Par votre travail, vous êtes souvent amenés à voyager à l'intérieur de
la Russie. Sachez que je suis très attentif à vos conditions de séjour
sur le plan administratif : c'est un sujet que j'aborderai avec mes
interlocuteurs russes.
Votre sécurité constitue également une préoccupation essentielle :
En Russie, comme ailleurs, nous devons prendre en compte les risques,
anciens ou nouveaux, auxquels vous pourriez être exposés. Je sais que
l'ambassadeur y veille particulièrement.
Mais nous devons aussi, ici même, veiller à la sécurité de notre
territoire. Nous délivrons plus de 270 000 visas à Moscou et 30 000 à
Saint-Pétersbourg : c'est un facteur de dynamisme pour notre économie
et nos opérateurs touristiques. En même temps, nous devons rester
vigilants afin d'éviter tout abus et tout détournement.
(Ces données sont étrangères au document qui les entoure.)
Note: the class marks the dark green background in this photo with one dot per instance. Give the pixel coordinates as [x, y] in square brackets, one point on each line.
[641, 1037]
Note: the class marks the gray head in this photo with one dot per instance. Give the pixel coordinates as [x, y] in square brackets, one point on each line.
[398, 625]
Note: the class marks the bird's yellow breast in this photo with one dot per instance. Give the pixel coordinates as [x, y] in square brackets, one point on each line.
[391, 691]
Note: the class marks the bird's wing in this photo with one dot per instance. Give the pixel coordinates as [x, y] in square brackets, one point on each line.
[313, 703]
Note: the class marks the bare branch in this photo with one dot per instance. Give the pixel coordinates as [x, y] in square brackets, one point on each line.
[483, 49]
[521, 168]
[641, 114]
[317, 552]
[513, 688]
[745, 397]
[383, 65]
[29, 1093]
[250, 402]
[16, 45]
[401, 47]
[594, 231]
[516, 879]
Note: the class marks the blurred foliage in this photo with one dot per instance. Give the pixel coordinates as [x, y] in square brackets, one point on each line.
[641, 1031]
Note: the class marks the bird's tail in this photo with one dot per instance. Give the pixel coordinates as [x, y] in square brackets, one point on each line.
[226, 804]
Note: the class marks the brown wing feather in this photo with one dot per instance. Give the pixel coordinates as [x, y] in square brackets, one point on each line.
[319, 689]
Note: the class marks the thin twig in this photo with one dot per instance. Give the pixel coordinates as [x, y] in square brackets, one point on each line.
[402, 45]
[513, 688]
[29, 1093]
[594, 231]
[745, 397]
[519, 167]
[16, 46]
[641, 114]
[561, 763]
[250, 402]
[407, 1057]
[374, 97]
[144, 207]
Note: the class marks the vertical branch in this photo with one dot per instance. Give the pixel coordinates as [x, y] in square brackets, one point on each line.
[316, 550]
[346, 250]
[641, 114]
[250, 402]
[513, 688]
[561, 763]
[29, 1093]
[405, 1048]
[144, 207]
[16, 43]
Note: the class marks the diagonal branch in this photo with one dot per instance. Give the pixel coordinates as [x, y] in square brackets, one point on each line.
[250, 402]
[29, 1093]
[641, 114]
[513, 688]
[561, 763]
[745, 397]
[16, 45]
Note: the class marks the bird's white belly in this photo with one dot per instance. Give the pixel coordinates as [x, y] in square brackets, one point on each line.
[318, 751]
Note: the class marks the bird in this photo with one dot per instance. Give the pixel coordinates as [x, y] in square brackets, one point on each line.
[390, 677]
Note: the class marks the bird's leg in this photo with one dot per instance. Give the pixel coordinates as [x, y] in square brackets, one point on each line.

Pour terminer, et comme je sais que vous suivez avec attention
l'actualité française, je voudrais évoquer l'ambition du gouvernement
pour notre pays.
Quelle est la situation ?
D'un côté il y a des inquiétudes et des doutes : nos compatriotes
s'interrogent sur notre capacité à relever les défis de la
mondialisation ; ils se demandent quelles perspectives d'avenir
pourront avoir leurs enfants.
Mais il y a aussi, et je le constate chaque jour, un véritable
dynamisme français : depuis neuf mois le chômage est en baisse, nous
avons battu le record de la création d'entreprises.
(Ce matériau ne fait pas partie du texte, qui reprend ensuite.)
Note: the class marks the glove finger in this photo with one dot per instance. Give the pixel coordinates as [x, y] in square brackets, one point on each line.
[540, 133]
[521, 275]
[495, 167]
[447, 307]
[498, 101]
La France entend rester une puissance économique importante, un pays
compétitif, un pays qui pèse sur la scène internationale.
Notre pays peut compter sur des atouts considérables, qu'il s'agisse de
notre situation géographique, de notre réseau d'infrastructures, de la
qualité du travail et du savoir-faire, ou encore de l'excellence de
notre recherche.
Ces atouts, nous devons davantage les valoriser :
D'abord en améliorant la compétitivité de nos territoires : c'est
pourquoi nous avons relancé massivement l'investissement public en
faveur de l'innovation et des infrastructures ; c'est pourquoi aussi
nous avons créé les pôles de compétitivité qui rassemblent autour de
projets innovants les PME, les grandes entreprises, les laboratoires de
recherche et les universités.
Ensuite nous voulons moderniser notre pays, dans le respect de notre
exigence de solidarité : je veux libérer les énergies de notre économie
pour dynamiser notre croissance et créer de l'emploi. C'est le sens
notamment de la réforme de la fiscalité que nous avons mise en oeuvre.
Enfin, et c'est priorité du gouvernement, nous voulons remettre la
France sur le chemin du plein emploi. La première étape de la bataille
pour l'emploi a permis d'obtenir de premiers résultats. Ce n'est pas
suffisant, en particulier face à un fléau aussi grave que le chômage
des jeunes. C'est pourquoi nous avons mis en place un parcours
accompagné pour aider les jeunes à trouver plus vite une situation
professionnelle stable à la hauteur de leurs ambitions.
Mesdames et Messieurs,
Mes Chers Compatriotes,
Comme par le passé, l'amitié franco-russe est aujourd'hui une force et
un atout considérables pour nos deux pays. Il nous appartient, en ce
début de XXIème siècle, d'accroître encore son dynamisme et d'en faire
un projet d'avenir.
La Russie et la France sont deux grands pays. Il n'y a pas non plus
d'Europe concevable sans une relation forte avec la Russie. C'est
pourquoi la France plaide pour que le partenariat entre l'Union
Européenne et la Russie soit le plus ambitieux possible.
Tout sera mis en oeuvre pour que la présidence russe du G8 et le Sommet
de Saint-Pétersbourg soient un succès. C'est la volonté personnelle du
président de la République.
Vous le voyez, la France et la Russie ont de grandes choses à faire
ensemble ; avec vous, grâce à vous, nous réaliserons, j'en suis sûr,
nos projets d'avenir.
La France est fière de vous. Ensemble, nous devons aller encore plus
loin. A tous, je souhaite bonne chance et un plein succès.